I was never the biggest proponent to keeping a compost, so under my authority, we moved the compost bins to the side yard, where I positioned it conspicuously behind a lilac bush, both to help mask the smell and hide it from view. My wife previously advised me the smell wouldn’t be an issue if the compost was cared for correctly. My wife is the brains of this endeavor, yet I somehow got tasked with the upkeep and maintenance. The smell is an issue, Honey, oh, it really is!
About two weeks after I moved the compost to the side yard, I had to go out and “turn” it. Turning it means thinking you can use a hard rake to mix up the compost but you end up actually having to us a hand rake and dig your arms down to your elbows into weeks’ old kitchen scraps and tell yourself you’re bettering the environment.
When I popped open the lid, a swarm of flies buzzed out in a heaping cloud. They landed on my clothes, in my hair, in my ears, and other places I don’t really care to discuss. I ran to my hose and practically took a shower in my side yard, passersby be darned. My wife was right at this time, though, the smell wasn’t really an issue, and I was partway encouraged to not rake my skin clean off my body because the compost was working and rapidly at that. We had very rich, dark compost!
I packed up the compost, returned it to its place behind the lilac bush and decided to see how this played out.
Then the rains started and turned our compost into a swamp.
Most people store sports equipment or old clothes in plastic bins. Pop open our bins, and it looks like storage for the walking dead.
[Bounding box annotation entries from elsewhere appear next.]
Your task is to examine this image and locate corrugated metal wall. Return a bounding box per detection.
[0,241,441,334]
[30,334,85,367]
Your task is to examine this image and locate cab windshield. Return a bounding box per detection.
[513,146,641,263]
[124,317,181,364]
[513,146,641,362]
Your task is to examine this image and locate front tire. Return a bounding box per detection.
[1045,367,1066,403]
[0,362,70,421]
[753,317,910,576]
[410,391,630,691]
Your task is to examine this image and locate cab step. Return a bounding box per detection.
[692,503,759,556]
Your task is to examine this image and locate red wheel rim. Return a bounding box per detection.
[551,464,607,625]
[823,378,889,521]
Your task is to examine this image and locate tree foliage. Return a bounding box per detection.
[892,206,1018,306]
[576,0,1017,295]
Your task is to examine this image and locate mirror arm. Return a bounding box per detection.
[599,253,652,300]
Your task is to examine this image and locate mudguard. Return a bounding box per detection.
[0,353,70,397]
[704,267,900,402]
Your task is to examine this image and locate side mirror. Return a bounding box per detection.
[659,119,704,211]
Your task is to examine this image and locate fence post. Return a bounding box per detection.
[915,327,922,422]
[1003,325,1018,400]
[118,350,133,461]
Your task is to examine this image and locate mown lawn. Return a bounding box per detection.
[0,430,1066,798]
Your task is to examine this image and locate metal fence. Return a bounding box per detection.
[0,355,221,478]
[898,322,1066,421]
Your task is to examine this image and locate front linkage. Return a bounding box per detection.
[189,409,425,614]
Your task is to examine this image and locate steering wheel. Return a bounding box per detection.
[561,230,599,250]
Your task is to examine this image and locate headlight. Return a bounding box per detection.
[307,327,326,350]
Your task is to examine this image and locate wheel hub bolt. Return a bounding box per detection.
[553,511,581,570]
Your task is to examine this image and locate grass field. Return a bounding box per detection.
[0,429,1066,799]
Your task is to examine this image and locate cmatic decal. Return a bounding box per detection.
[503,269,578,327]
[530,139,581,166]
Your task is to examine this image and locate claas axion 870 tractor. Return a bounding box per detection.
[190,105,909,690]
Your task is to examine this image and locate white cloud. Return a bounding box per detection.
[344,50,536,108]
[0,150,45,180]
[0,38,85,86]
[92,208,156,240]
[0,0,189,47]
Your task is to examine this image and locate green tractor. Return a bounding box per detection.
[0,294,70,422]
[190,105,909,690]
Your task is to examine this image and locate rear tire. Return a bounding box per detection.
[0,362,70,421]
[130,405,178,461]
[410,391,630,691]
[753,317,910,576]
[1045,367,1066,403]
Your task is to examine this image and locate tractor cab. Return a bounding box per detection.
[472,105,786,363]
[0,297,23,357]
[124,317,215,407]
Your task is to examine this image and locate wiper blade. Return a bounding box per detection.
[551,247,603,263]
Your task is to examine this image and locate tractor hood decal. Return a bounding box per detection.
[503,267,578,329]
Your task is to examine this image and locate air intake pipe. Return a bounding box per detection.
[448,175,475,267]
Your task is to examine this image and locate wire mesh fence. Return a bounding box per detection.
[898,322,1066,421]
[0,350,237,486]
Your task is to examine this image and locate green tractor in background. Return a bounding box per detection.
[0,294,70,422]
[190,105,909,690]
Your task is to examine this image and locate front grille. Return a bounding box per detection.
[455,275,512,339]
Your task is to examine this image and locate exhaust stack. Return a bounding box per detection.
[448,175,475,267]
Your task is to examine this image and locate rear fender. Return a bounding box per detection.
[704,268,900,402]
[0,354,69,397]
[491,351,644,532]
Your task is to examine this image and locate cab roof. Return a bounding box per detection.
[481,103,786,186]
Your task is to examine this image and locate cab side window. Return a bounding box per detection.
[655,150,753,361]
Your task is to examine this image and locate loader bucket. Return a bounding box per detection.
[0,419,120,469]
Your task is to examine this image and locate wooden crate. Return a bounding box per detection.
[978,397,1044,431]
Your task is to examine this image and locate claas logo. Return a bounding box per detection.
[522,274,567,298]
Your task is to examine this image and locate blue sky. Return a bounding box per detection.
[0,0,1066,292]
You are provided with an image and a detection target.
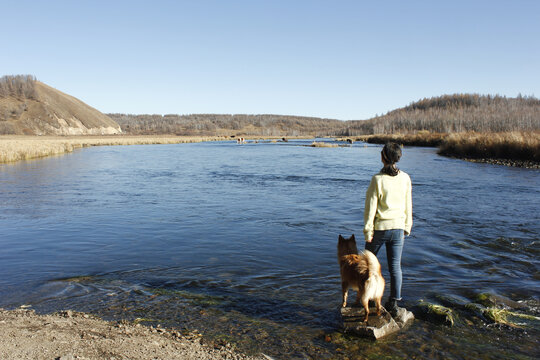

The last time I went out to “feed” the compost, I was afraid something was going to shoot out at me, like a hand, no, a claw, and pull me in. A good Stephen King line comes to mind: “We float. We allllllll float down here.”
Worst of all, I can’t move it any longer. Too heavy. It’s a couple hundred pounds of primordial muck on the verge of producing a new, primitive life form. I’m not entirely certain that qualifies as helping save the environment.